Русский человек, родившийся на Дону, он шестилетним был увезен родителями в эмиграцию: казачий полковник Гавриил Прокофьевич Морозов не пожелал натурализоваться в Югославии, где осел с женой и двумя детьми — шестилетним Мишей и трехлетней Галей. Не приняв чужого подданства, стал «нансеновским гражданином», «лицом без гражданства», как это у нас называлось, а может быть, и сейчас называется.
Взамен генеральского звания в королевской Югославской армии (которое ему полагалось как отставному полковнику), получив некую скромную пенсию, он стал рабочим на железной дороге в Гоче — в сельской местности, а старшего сына (к тому времени родился и младший »— Володя), моего будущего мужа, отдал на казенный счет в кадетский корпус.
Путь на родину, о которой Миша Морозов мечтал с 14-ти лет, тайком слушая по детекторному приемнику Москву, оказался долгим и тернистым: голодный гитлеровский «арбайтслагер» в Австрии, куда выпускник Белградского университета (1943 год) отправился искать работу — «польо-привредни факултет» (сельскохозяйственный — югосл.) готовил специалистов комплексных, «инженеров сельского хозяйства» — они и строители, и агрономы, и садоводы, да вот беда — работы не было: война... В «арбайтслагере» вовсю агитировали вступать в казачьи соединения — он и пошел с голодухи. Был топографом, пока их часть не попала в плен к англичанам. Многие тогда бежали через Альпы, а Морозов решил, когда союзники передавали пленных русских Советскому командованию: хоть так попаду на Родину... И попал.

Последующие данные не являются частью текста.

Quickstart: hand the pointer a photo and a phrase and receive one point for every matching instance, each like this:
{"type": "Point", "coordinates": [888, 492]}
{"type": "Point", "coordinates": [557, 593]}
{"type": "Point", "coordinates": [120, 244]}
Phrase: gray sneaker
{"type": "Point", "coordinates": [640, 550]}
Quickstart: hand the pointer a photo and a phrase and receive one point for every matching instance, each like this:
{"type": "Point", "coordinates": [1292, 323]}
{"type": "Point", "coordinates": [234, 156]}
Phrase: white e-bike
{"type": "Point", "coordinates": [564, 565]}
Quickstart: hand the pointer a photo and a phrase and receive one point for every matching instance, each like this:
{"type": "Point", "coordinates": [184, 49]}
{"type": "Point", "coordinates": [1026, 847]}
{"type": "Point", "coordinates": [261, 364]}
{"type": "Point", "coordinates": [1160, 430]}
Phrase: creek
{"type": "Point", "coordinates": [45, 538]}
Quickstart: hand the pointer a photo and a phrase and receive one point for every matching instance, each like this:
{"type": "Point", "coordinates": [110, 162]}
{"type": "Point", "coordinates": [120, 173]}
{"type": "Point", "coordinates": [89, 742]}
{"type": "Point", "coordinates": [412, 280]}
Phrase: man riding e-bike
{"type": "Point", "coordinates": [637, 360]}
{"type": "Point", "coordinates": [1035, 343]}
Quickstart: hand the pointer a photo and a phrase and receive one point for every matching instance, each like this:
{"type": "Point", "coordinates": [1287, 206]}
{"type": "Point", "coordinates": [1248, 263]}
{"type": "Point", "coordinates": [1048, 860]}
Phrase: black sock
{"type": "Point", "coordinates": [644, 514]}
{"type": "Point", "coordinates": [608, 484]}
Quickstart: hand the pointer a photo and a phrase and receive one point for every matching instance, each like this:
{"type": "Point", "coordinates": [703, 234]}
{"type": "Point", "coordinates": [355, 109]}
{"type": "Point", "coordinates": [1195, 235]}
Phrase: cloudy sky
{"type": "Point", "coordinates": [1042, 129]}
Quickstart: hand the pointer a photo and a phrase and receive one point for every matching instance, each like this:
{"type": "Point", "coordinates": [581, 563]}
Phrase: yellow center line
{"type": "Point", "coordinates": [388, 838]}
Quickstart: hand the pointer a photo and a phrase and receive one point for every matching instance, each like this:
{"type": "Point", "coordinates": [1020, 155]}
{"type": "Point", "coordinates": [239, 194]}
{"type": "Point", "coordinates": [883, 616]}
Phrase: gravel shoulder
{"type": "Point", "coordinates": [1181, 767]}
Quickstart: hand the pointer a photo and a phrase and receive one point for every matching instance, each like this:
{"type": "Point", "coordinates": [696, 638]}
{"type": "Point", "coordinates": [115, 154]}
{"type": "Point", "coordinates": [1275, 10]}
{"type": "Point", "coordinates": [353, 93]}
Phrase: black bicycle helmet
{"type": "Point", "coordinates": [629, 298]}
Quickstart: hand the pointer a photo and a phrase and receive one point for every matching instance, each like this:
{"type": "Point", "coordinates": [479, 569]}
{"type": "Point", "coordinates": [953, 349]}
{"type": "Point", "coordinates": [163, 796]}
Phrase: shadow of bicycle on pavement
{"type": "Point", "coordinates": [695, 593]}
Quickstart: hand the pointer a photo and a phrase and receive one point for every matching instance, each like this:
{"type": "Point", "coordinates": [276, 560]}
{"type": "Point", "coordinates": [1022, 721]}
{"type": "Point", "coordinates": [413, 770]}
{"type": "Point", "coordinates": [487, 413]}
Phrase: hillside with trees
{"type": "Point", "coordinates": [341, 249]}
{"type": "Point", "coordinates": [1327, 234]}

...Он назвал мне это местечко в австрийских Альпах — Фрайбург, где происходила передача англичанами русских военнопленных советским союзникам. Других подробностей не рассказывал — только то, что диплом об окончании Белградского университета у него отобрали (мы много лет спустя, когда его мама жила у нас, все-таки восстановили его, хотя и не сразу это удалось)... Понимал ли он тогда, что начинает на родине свой крестный путь? Мы к этому, к своим воспоминаниям, никогда больше не возвращались. В отличие от меня, он не любил воспоминаний, особенно тех, что бередят душу, особенно за рюмкой... Он любил и умел выпить, делал это красиво и со вкусом. К примеру, «обставлял» различными присловьями, часто на сербском языке — о третьей рюмке: «три раза Бог помаже!» — третий раз Бог помогает. О четвертой — «сама слога сербина спасава — только единство сербов спасет, пятая рюмка отмечалась тостом за пятиконечную красную звезду, а шестая — за шестиугольный щит Давида, в завершение же звучал тост за семь цветов радуги! Все это было весело и красиво, и очень нравилось нашим друзьям, но произносились такие тосты лишь по большим праздникам, заканчиваясь, как правило, здравицей за семицветье радуги... Когда-то (он об этом мне сам рассказал) — пил, что называется, «по черному»: понял, что жизнь круто сломалась — Родина, голос которой он слушал еще «в кадетях», встретила его колючей проволокой фильтрационных лагерей... Вот тогда — он и запил... Много лет спустя тоже случился трудный, но уже по-другому, период жизни, и снова он пытался залить вином горечь несправедливой обиды... Но, к счастью, длилось это недолго, и позже, всю оставшуюся жизнь, он был украшением любого застолья, а сам выпивал очень умеренно. Я так подробно остановилась именно на этой стороне нашей жизни, потому что он умел и любил красиво принять гостей, потому что его любили, уважали и чтили за многое — за мудрую доброту, сдержанную иронию, но и за умение украсить жизнь разными мелочами.